Foto: picture-alliance/dpa/T. Watters
Hidup dari Subsidi
Akibatnya pemerintah harus menggelontorkan subdisi dan memberikan jamiman pinjaman untuk menghidupkan industri yang tak lagi menguntungkan tersebut. Antara 1980an hingga awal 2010an saja pemerintah di Tokyo sudah mengucurkan dana subsidi hingga US$ 400 juta. Tidak heran jika 85% penduduk menentang kucuran dana pajak untuk membantu industri membangun armada lautnya.
Foto: picture-alliance/dpa/AP/Kyodo News
Petak Umpet di Samudera Lepas
Jepang sebenarnya sudah mengakhiri praktik perburuan paus komersil sekitar 30 tahun silam, sesuai dengan moratorium yang diberlakukan oleh IWC. Tokyo dinilai hanya menyetujui moratorium tersebut lantaran menemukan celah hukum yang memungkinkan perburuan paus untuk tujuan ilmiah. Tidak sedikit yang mengritik Jepang memanfaatkan celah tersebut untuk melanjutkan praktik komersil perburuan paus.

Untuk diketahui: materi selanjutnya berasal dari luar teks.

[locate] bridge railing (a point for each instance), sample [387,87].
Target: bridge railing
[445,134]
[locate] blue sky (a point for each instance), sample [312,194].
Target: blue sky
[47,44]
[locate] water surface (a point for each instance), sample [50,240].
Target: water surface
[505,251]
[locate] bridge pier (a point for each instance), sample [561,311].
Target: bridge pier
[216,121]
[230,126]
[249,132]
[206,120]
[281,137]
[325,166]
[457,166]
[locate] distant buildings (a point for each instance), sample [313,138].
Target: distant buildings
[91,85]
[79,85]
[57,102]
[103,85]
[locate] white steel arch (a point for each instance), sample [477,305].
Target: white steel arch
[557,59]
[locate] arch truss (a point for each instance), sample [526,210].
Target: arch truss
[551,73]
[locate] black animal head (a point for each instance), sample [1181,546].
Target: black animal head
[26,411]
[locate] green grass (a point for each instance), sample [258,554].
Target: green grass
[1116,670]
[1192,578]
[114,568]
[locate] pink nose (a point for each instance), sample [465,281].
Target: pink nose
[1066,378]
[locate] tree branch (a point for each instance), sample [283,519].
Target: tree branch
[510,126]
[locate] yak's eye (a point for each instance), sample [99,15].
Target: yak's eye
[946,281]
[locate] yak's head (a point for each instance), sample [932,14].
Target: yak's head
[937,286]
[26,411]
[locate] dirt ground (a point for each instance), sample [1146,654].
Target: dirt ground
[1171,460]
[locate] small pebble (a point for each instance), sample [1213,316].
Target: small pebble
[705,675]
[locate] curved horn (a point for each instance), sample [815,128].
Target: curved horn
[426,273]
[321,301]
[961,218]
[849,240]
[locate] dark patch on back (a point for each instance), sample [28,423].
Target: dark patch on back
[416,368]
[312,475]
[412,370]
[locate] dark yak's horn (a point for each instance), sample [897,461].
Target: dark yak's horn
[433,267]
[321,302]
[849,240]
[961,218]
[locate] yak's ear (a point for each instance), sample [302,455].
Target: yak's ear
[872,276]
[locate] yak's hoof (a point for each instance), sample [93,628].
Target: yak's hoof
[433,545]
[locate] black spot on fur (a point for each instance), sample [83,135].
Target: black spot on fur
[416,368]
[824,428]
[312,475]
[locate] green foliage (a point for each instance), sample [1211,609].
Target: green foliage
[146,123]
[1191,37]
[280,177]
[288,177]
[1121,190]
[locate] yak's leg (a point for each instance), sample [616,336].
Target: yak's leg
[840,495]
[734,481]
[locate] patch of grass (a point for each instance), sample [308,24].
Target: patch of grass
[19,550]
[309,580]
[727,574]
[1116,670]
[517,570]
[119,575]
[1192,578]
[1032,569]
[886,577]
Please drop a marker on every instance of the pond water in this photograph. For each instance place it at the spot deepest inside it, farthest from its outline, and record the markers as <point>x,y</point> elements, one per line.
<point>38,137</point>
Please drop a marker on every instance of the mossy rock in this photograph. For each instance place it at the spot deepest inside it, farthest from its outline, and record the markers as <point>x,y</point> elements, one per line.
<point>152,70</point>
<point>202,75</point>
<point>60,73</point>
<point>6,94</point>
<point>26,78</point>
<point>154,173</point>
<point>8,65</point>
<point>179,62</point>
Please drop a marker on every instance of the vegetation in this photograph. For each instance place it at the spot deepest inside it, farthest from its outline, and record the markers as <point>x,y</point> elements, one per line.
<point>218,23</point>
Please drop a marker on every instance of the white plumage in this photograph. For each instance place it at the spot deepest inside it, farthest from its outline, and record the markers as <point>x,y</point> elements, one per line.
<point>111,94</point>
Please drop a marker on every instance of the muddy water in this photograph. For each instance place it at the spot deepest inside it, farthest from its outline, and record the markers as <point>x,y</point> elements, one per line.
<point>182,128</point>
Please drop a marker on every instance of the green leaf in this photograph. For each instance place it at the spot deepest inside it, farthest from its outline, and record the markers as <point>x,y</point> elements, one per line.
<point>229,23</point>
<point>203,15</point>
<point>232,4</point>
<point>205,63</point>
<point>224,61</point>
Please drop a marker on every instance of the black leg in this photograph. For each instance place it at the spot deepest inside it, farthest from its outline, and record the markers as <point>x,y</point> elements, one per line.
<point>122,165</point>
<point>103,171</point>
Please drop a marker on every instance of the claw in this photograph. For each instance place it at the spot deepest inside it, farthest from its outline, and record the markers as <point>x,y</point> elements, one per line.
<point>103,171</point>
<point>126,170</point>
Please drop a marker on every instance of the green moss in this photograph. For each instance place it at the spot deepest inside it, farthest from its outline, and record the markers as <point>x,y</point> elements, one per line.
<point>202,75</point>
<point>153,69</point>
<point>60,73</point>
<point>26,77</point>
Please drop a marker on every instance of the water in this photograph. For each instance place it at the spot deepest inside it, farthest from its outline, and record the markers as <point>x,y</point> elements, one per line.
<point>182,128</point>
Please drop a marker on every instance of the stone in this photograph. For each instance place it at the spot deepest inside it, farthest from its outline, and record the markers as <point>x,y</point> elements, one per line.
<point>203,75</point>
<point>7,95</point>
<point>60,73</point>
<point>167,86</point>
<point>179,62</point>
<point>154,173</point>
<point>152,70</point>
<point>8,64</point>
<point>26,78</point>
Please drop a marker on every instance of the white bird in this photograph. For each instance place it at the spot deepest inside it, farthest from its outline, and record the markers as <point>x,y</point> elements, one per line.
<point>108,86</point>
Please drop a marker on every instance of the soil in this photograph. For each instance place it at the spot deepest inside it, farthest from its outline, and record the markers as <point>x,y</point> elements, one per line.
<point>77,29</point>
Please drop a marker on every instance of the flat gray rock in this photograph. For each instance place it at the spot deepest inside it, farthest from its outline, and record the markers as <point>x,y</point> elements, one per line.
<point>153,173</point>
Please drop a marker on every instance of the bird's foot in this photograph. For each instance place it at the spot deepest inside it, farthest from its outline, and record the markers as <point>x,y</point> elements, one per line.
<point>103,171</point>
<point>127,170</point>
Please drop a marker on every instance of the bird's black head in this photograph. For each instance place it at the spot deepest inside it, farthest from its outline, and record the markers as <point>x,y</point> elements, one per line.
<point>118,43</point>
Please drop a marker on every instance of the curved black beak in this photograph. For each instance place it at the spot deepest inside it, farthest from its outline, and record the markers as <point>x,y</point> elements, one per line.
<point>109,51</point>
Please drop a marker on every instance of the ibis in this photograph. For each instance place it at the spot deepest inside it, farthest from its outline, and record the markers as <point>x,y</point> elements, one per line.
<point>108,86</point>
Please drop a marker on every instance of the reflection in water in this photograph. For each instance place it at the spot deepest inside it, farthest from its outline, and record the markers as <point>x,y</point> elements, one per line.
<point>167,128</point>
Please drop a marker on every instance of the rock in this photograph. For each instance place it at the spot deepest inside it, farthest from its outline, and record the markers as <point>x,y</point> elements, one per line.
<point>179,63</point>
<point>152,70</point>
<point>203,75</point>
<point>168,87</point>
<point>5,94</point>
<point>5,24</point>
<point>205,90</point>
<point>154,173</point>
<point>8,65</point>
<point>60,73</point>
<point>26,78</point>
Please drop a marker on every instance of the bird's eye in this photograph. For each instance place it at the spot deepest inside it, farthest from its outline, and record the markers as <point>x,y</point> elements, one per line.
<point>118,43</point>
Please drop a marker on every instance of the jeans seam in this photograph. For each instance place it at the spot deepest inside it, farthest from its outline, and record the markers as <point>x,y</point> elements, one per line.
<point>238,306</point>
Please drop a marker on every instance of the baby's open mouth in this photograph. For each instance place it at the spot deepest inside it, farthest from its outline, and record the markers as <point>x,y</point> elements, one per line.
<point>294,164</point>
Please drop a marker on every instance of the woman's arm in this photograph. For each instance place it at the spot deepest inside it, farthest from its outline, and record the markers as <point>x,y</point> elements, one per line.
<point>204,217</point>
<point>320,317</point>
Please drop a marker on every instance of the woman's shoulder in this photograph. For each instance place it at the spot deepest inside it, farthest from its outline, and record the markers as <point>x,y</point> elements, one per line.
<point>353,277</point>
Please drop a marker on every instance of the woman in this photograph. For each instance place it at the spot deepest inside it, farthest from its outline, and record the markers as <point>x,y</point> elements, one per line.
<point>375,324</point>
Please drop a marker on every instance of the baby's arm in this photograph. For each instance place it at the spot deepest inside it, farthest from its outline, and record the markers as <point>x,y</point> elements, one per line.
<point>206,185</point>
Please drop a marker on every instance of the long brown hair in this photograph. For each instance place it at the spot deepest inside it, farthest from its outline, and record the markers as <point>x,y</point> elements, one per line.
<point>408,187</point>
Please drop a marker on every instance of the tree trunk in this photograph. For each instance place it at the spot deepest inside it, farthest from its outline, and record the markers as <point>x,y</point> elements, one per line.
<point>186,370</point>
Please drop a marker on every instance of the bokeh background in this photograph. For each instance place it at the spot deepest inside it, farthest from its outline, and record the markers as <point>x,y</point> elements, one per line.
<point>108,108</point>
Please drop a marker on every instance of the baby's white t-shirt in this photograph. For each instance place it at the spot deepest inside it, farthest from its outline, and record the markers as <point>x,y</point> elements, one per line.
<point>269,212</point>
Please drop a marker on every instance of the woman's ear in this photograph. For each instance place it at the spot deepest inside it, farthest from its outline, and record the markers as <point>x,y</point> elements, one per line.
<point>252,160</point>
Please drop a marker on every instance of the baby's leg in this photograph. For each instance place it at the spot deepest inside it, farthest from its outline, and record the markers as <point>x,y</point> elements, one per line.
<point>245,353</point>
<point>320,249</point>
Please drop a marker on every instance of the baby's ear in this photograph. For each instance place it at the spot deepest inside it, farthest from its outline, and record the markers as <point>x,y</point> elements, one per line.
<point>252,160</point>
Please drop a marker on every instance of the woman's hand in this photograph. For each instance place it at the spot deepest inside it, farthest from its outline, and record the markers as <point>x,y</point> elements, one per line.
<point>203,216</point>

Foto: picture-alliance/dpa
Tradisi yang Dipaksakan?
Pemerintah Jepang berdalih langkah tersebut diambil untuk merawat tradisi yang telah berusia lama. Tradisi tersebut antara lain dipaksakan dalam bentuk kewajiban menyajikan menu ikan paus di sekolah-sekolah setidaknya sekali dalam sepekan, antara lain juga untuk mengurangi jumlah cadangan daging paus yang menumpuk.
Foto: IFAW/N. Funahashi
Sejarah Muram Perburuan Paus
Meski telah berakar lama di kawasan pesisir timur, tradisi berburu paus baru menjelma menjadi industri di akhir Perang Dunia II, ketika bencana kelaparan mulai merajalela. Antara akhir 1940an hingga pertengahan 1960an, daging paus merupakan satu-satunya jenis makanan berprotein tinggi yang terjangkau kocek pembeli. Pada 1964 misalnya, Jepang membunuh lebih dari 24.000 ekor paus dalam setahun
Foto: picture-alliance/dpa
"Pikiran Pendek" Penguasa Tokyo
Ketika kaum muda semakin jarang mengkonsumsi daging paus, kaum tua tetap merawat tradisi tersebut atas dasar "melankolis", lapor CNN. Koran Asahi Shimbun menilai Jepang "berpikiran pendek" ketika mengizinkan kembali perburuan paus komersil. Kepada BBC, aktivis Greenpeace Junko Sakuma mengakui "tidak ada keuntungan dari berburu paus. Tapi tidak ada yang tahu bagaimana harus menghentikannya."